Information technology outsourcing is said to have originated with the Kodak–IBM outsourcing agreement of 1989 (Loh and Venkatraman, 1992). Yet the form and range of IT outsourcing have undergone two key transformations since that date. First, it has expanded beyond just the outsourcing of IT to encompass entire business processes, which are underpinned or enabled by IT. The second transformation is the spread from onshore to offshore outsourcing. This trend to offshore outsourcing is largely serendipitous. The enormous amount of reprogramming required by the 2000 bug meant that domestic suppliers could not meet the demand and firms in the USA and Europe had to take a chance on overseas suppliers in spite of concerns about quality.

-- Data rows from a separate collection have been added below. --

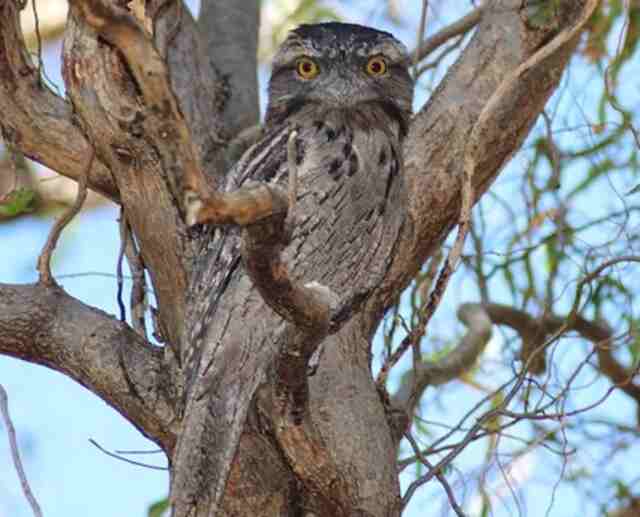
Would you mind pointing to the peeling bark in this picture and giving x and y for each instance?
(150, 133)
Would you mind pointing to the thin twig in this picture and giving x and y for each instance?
(15, 454)
(292, 157)
(44, 261)
(439, 476)
(155, 451)
(119, 276)
(450, 264)
(138, 299)
(121, 458)
(462, 26)
(421, 27)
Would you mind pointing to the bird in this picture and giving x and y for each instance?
(346, 91)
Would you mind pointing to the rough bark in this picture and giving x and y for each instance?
(149, 131)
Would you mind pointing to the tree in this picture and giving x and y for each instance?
(153, 100)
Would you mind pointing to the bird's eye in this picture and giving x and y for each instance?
(307, 68)
(376, 66)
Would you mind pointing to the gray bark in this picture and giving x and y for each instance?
(341, 459)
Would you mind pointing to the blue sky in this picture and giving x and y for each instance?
(55, 417)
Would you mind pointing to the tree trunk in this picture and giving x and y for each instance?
(158, 109)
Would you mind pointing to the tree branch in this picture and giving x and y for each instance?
(35, 120)
(598, 333)
(44, 325)
(15, 453)
(458, 28)
(454, 364)
(164, 121)
(230, 31)
(478, 113)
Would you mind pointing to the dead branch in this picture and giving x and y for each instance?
(460, 27)
(15, 453)
(44, 325)
(597, 332)
(450, 367)
(164, 120)
(44, 261)
(35, 120)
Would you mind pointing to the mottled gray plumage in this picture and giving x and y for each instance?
(350, 123)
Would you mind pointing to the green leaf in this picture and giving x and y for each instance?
(159, 508)
(17, 202)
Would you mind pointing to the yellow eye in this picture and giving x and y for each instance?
(307, 68)
(376, 66)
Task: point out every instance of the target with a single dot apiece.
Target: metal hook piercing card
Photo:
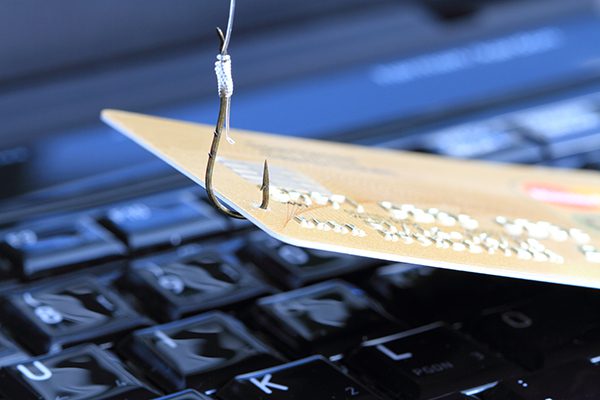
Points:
(524, 222)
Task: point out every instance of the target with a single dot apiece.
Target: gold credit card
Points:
(518, 221)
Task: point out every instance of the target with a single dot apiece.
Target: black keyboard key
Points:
(48, 247)
(189, 394)
(547, 330)
(202, 352)
(423, 295)
(295, 266)
(166, 219)
(312, 378)
(66, 312)
(79, 373)
(578, 380)
(327, 317)
(189, 282)
(10, 352)
(426, 362)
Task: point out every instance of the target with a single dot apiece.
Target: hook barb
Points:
(225, 92)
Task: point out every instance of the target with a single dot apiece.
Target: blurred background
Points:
(503, 80)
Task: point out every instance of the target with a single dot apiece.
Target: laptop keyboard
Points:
(160, 297)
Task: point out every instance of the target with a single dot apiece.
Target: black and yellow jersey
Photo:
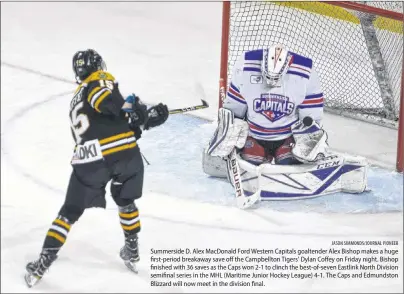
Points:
(96, 113)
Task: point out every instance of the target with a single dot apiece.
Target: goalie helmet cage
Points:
(356, 48)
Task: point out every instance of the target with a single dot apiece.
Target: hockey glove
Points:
(138, 113)
(157, 115)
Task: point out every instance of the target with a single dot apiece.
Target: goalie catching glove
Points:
(310, 141)
(231, 132)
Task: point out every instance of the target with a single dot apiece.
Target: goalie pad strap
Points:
(231, 132)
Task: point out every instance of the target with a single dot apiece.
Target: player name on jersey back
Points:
(88, 152)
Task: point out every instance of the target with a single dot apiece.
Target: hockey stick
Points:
(233, 169)
(191, 108)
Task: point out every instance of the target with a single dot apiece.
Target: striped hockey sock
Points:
(57, 234)
(129, 217)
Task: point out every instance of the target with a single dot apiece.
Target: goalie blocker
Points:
(320, 174)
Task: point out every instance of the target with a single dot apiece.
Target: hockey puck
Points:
(307, 121)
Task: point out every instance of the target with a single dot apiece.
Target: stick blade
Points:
(246, 202)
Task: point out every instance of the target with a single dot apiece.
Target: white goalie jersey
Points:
(270, 112)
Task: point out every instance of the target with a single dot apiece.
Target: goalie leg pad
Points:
(283, 154)
(230, 132)
(254, 153)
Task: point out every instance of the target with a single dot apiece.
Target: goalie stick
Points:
(234, 174)
(191, 108)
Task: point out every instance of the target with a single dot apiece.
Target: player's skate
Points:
(36, 269)
(130, 252)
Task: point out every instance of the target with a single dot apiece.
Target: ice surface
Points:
(164, 57)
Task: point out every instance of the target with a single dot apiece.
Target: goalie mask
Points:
(86, 62)
(275, 63)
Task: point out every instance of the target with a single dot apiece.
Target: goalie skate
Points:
(130, 253)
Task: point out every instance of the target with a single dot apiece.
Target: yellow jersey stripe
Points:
(129, 228)
(90, 96)
(56, 236)
(100, 99)
(116, 137)
(119, 148)
(62, 223)
(129, 215)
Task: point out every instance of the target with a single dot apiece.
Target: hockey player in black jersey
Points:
(105, 128)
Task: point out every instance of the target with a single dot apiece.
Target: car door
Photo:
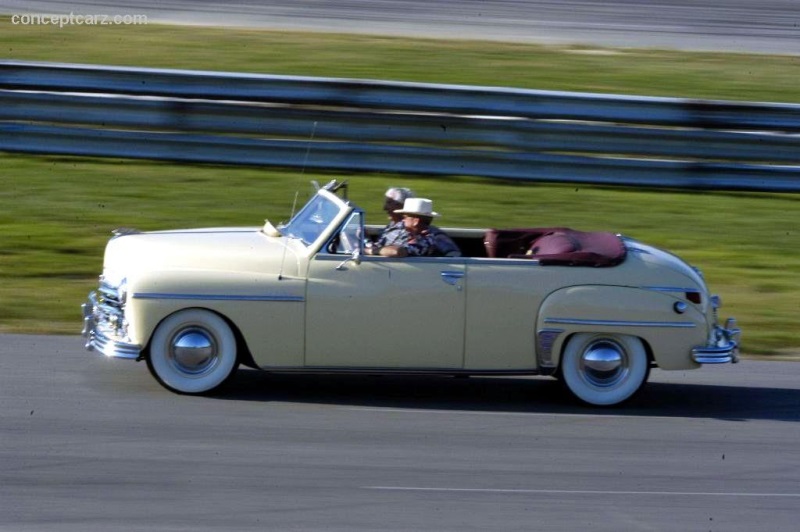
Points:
(380, 312)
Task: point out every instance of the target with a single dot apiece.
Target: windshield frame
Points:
(322, 214)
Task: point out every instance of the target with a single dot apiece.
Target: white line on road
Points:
(585, 492)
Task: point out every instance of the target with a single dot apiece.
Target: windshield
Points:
(312, 220)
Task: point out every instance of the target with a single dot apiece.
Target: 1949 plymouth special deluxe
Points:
(595, 310)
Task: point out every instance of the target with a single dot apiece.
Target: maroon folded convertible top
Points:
(556, 246)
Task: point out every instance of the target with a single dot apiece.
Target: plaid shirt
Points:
(432, 242)
(394, 234)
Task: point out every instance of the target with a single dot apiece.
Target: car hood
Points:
(215, 249)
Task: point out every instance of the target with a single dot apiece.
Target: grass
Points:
(57, 212)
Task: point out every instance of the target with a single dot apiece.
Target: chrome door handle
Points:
(452, 278)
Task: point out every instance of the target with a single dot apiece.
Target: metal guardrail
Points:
(359, 125)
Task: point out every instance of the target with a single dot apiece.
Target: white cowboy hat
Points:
(418, 207)
(399, 194)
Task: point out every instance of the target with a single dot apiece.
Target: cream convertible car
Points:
(593, 309)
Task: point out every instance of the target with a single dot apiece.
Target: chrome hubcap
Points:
(193, 351)
(604, 363)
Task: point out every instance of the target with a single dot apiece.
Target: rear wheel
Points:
(604, 369)
(193, 351)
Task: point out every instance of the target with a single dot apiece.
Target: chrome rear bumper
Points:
(723, 347)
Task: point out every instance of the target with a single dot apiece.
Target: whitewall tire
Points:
(604, 369)
(193, 351)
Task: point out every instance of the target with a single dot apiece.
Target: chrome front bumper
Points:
(723, 347)
(101, 333)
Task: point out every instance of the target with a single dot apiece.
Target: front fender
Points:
(268, 310)
(646, 314)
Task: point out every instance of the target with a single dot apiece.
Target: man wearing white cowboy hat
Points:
(424, 239)
(394, 234)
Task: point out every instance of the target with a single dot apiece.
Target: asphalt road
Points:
(770, 26)
(88, 443)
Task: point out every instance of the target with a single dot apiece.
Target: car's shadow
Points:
(519, 395)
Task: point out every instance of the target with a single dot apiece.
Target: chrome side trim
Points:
(215, 297)
(621, 323)
(669, 289)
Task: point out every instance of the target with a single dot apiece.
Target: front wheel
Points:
(192, 351)
(604, 369)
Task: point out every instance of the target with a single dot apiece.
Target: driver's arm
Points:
(390, 251)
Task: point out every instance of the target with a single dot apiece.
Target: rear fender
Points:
(646, 314)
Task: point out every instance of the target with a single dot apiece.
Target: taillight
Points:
(694, 297)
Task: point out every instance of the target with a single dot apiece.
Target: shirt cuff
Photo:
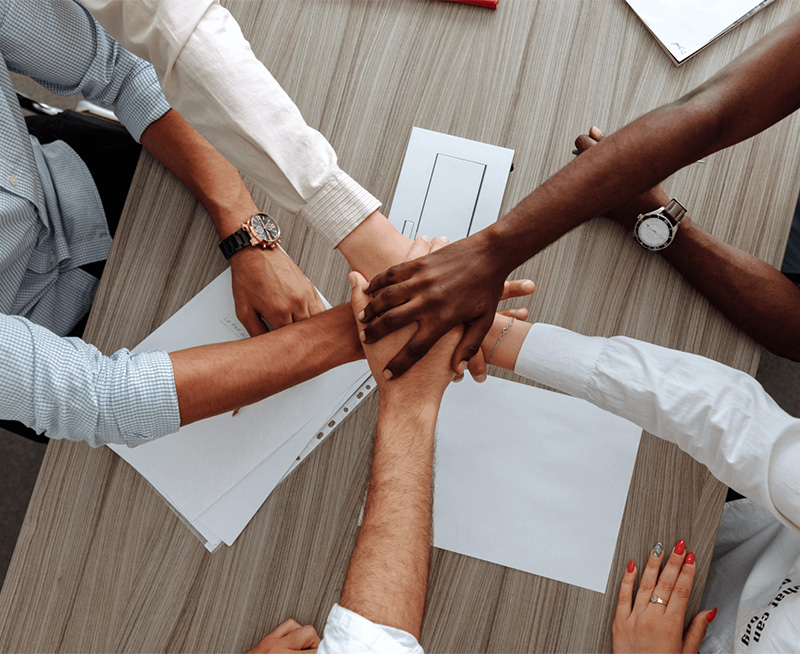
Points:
(347, 631)
(143, 402)
(559, 358)
(339, 207)
(140, 101)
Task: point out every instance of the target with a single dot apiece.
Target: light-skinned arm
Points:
(461, 284)
(749, 292)
(266, 283)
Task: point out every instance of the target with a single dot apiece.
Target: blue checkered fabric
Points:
(52, 222)
(51, 217)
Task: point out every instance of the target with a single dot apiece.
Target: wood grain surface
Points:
(103, 565)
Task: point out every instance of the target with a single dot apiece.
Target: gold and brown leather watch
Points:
(260, 231)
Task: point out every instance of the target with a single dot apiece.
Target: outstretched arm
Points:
(750, 293)
(461, 284)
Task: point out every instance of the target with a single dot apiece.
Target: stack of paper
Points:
(216, 473)
(684, 27)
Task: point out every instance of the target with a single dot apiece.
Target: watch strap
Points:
(239, 240)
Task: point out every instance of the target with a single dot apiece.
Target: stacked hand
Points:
(268, 284)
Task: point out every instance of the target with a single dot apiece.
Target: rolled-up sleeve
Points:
(722, 417)
(211, 76)
(60, 45)
(66, 388)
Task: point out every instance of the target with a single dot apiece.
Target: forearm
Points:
(753, 92)
(210, 177)
(387, 578)
(750, 293)
(213, 379)
(374, 246)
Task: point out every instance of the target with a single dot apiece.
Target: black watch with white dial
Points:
(656, 230)
(260, 231)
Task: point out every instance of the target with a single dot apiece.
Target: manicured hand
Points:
(268, 284)
(460, 284)
(641, 625)
(289, 637)
(626, 214)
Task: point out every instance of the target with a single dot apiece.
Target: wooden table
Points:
(103, 565)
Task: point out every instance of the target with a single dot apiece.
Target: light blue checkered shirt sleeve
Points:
(66, 388)
(60, 45)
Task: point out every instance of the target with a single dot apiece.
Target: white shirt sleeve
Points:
(350, 633)
(210, 75)
(720, 416)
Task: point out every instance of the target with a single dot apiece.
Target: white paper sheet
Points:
(449, 186)
(531, 479)
(684, 27)
(197, 466)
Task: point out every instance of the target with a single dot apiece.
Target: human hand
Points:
(289, 637)
(268, 284)
(428, 380)
(649, 626)
(627, 213)
(460, 284)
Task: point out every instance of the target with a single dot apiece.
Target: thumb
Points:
(358, 298)
(697, 631)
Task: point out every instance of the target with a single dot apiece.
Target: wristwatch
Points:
(656, 230)
(261, 231)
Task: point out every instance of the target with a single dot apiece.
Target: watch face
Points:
(264, 228)
(654, 232)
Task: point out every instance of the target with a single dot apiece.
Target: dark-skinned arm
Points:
(461, 283)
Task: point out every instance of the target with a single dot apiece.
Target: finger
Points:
(669, 575)
(626, 593)
(477, 367)
(358, 298)
(303, 638)
(316, 305)
(419, 248)
(439, 242)
(389, 298)
(649, 577)
(517, 288)
(697, 631)
(399, 273)
(519, 313)
(413, 351)
(284, 628)
(679, 600)
(252, 322)
(470, 342)
(389, 322)
(584, 142)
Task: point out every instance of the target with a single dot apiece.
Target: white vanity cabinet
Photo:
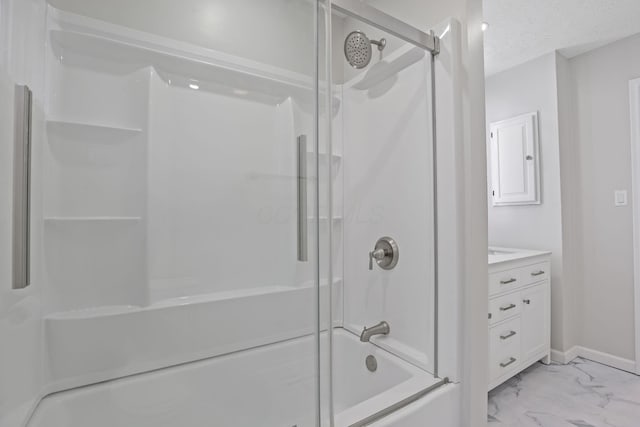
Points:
(519, 311)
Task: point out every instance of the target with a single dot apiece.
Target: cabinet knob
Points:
(508, 307)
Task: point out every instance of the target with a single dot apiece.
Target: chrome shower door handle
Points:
(21, 188)
(302, 199)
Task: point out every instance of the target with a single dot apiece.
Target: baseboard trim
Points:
(594, 355)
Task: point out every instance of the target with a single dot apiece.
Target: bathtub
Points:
(272, 385)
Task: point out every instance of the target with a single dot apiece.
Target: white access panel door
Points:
(514, 161)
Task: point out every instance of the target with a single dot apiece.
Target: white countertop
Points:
(498, 255)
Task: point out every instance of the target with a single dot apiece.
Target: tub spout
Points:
(381, 328)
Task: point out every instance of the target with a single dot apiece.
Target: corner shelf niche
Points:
(71, 126)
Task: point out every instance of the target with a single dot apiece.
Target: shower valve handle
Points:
(378, 254)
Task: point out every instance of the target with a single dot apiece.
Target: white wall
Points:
(527, 88)
(20, 310)
(600, 86)
(275, 32)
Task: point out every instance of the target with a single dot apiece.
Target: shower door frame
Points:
(431, 43)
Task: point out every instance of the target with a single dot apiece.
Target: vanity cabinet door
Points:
(535, 321)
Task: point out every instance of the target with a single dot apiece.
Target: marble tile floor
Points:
(580, 394)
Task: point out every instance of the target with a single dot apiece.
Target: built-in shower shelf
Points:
(53, 219)
(84, 127)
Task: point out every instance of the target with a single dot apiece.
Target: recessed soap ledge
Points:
(498, 255)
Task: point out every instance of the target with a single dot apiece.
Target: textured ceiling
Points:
(521, 30)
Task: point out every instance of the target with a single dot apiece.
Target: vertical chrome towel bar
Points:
(302, 199)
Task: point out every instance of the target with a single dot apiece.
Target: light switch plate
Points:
(620, 197)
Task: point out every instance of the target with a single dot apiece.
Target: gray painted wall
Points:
(600, 87)
(585, 141)
(526, 88)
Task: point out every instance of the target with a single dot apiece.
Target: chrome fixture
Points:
(22, 188)
(386, 254)
(303, 238)
(381, 328)
(357, 49)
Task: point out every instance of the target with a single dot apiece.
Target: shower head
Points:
(357, 49)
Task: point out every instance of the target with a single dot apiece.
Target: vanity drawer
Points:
(504, 280)
(535, 273)
(504, 348)
(504, 307)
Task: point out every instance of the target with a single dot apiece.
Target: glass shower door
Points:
(175, 212)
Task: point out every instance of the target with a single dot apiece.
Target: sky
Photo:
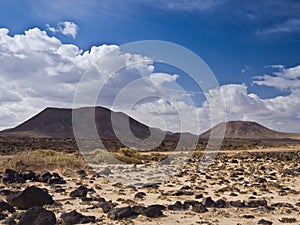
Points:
(47, 48)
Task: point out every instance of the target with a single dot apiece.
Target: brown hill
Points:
(58, 123)
(249, 130)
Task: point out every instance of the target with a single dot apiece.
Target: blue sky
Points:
(252, 47)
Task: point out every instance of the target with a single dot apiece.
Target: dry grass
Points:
(124, 155)
(43, 159)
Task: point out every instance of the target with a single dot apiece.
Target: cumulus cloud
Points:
(38, 71)
(66, 28)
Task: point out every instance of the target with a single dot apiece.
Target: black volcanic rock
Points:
(89, 121)
(74, 217)
(31, 196)
(38, 216)
(120, 213)
(80, 192)
(4, 206)
(11, 176)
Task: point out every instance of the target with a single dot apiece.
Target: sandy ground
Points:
(215, 180)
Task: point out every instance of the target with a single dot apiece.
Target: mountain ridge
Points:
(58, 123)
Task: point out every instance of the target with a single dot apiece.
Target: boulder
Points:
(120, 213)
(208, 202)
(44, 176)
(27, 175)
(152, 212)
(199, 208)
(4, 206)
(80, 192)
(74, 217)
(11, 176)
(256, 203)
(265, 222)
(31, 196)
(220, 203)
(38, 216)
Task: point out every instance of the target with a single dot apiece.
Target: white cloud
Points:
(38, 71)
(66, 28)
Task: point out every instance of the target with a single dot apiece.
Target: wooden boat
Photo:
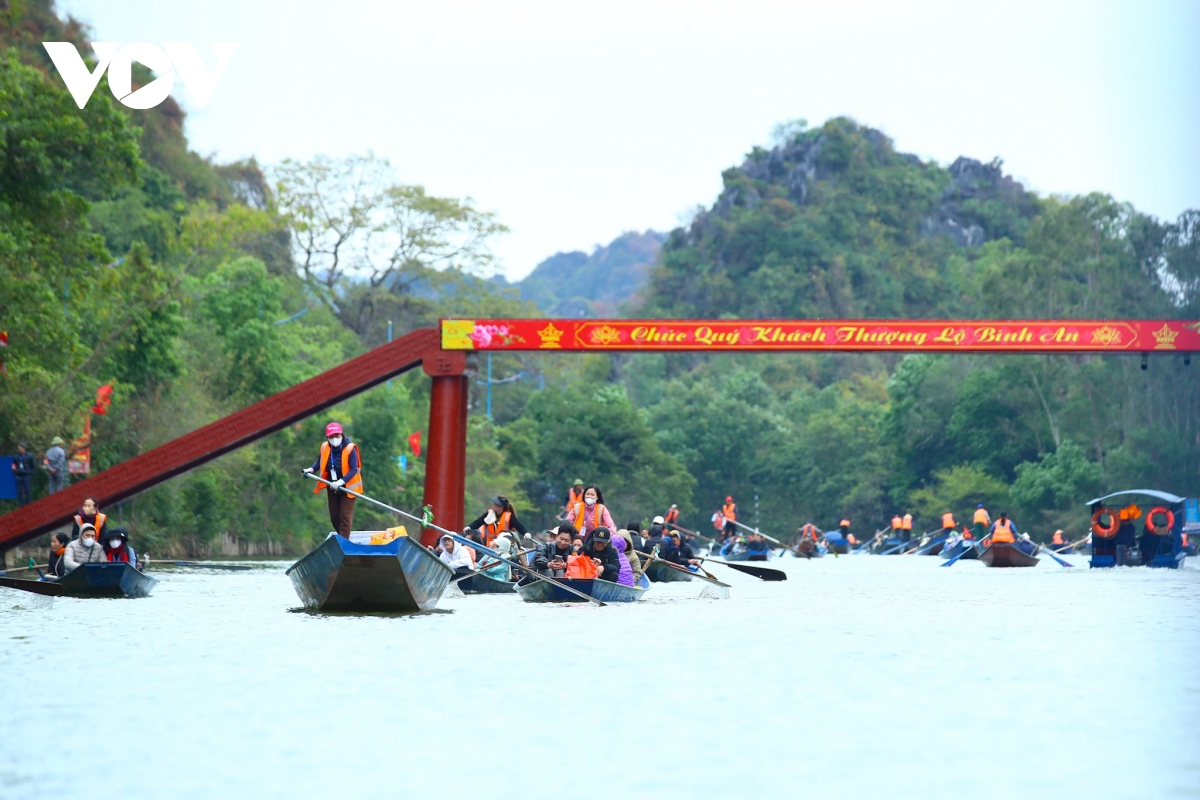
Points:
(659, 572)
(1006, 554)
(400, 576)
(606, 591)
(485, 584)
(961, 545)
(934, 546)
(106, 579)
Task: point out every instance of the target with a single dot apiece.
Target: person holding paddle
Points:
(591, 513)
(339, 463)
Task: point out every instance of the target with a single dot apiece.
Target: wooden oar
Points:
(36, 587)
(1051, 554)
(961, 553)
(761, 572)
(682, 569)
(462, 540)
(24, 569)
(481, 567)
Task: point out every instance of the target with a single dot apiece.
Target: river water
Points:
(858, 677)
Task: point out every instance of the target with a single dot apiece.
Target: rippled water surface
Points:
(858, 677)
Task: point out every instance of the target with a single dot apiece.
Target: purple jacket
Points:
(627, 572)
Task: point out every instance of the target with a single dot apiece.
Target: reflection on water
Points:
(858, 677)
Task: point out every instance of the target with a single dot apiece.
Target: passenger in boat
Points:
(1003, 530)
(340, 463)
(730, 512)
(89, 513)
(501, 517)
(981, 522)
(456, 557)
(671, 518)
(574, 494)
(83, 549)
(598, 547)
(591, 513)
(631, 551)
(679, 552)
(551, 557)
(760, 549)
(622, 545)
(117, 547)
(54, 566)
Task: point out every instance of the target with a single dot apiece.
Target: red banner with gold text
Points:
(838, 335)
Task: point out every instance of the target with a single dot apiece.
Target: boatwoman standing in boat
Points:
(591, 513)
(497, 519)
(339, 463)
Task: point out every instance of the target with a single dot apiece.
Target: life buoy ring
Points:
(1114, 525)
(1151, 528)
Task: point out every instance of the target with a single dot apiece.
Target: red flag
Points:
(103, 400)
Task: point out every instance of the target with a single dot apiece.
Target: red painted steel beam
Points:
(238, 429)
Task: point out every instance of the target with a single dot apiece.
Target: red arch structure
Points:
(442, 352)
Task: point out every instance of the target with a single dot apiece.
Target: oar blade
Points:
(35, 587)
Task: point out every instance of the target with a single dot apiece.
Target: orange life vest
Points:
(1003, 531)
(492, 529)
(355, 483)
(581, 513)
(580, 566)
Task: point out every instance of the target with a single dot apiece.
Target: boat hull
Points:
(659, 572)
(969, 545)
(485, 584)
(101, 579)
(543, 591)
(1005, 554)
(400, 576)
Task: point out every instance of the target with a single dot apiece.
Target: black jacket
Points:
(547, 553)
(24, 465)
(610, 564)
(679, 554)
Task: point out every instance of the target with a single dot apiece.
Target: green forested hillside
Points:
(196, 288)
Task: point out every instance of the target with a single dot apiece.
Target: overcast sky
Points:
(575, 121)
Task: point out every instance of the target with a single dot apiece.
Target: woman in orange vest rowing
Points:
(591, 513)
(501, 517)
(340, 464)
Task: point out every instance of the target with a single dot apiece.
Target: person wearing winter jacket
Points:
(598, 546)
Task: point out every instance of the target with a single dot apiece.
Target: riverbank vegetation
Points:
(195, 288)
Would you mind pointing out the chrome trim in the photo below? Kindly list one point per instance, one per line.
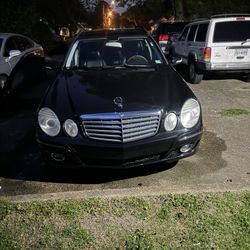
(121, 127)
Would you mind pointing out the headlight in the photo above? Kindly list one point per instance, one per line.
(190, 113)
(49, 122)
(70, 128)
(170, 122)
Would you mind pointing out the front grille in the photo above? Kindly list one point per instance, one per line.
(121, 127)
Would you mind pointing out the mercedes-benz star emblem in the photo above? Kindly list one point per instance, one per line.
(118, 101)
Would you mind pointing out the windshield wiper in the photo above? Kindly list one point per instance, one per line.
(83, 68)
(246, 41)
(137, 65)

Nevertheless, organisations have been offshoring long before the recent trend in IT services offshoring. In previous decades, manufacturing companies were motivated to offshore because of the low costs and availability of skilled labor, production and supply networks in some developing countries, and reductions in cost of transporting goods (Dutta and Roy, 2005). Meanwhile, production processes where divided into separate components that were feasible to offshore independently. But, organisations usually retained higher-end, higher-skilled services functions in their countries, such as management, finance, marketing, and research and development.

The late 1980s saw a mass exodus of IT professionals from permanent work to freelance employment. This came at a time when most companies were experiencing rising IT costs and started asking questions as to whether IT was a strategic asset or a commodity (Hormozi et al., 2003).

Broadly speaking, the results of the academic literature suggest that the recent expansion of offshoring into white collar services in general and IT in particular is due to three key factors:

 First, technological advances have enabled workers in different locations in the world to communicate and be connected electronically and has also facilitated the digitization and standardization of activities needed to complete business processes. These changes in turn have allowed all functions which do not require physical contact to be offshore candidates; in particular IT processes as well as IT supported business processes. These services typically require a large number of staff with close to no client interface. For example, standardized software has made it possible for firms to outsource financial or human resources activities to a separate offshore company that carried them out for many clients, rather than handling the functions internally (Dossani and Kenney, 2003). Thus, in many cases, the offshoring of services constitutes an outgrowth of outsourcing business functions (Dutta and Roy, 2005).

 Second, after the breakdown of socialism in Eastern Europe and The Soviet Union, the production and consumption of services has expanded from western countries to include most nations worldwide. And even some countries such as India and China have increasingly opened their borders to the global economy. Meanwhile, more and more trade agreements have been signed in the last few years. World trade treaties and the advance in technology have widened the competitive landscape. For instance, Morocco signed recently free trade agreement with both the EU and the US. These agreements are likely to encourage trade or investment in all domains, in particular in Information technologies. Moreover, there has been improved institutions and governance in the last decades, in the developing countries for offshored activities.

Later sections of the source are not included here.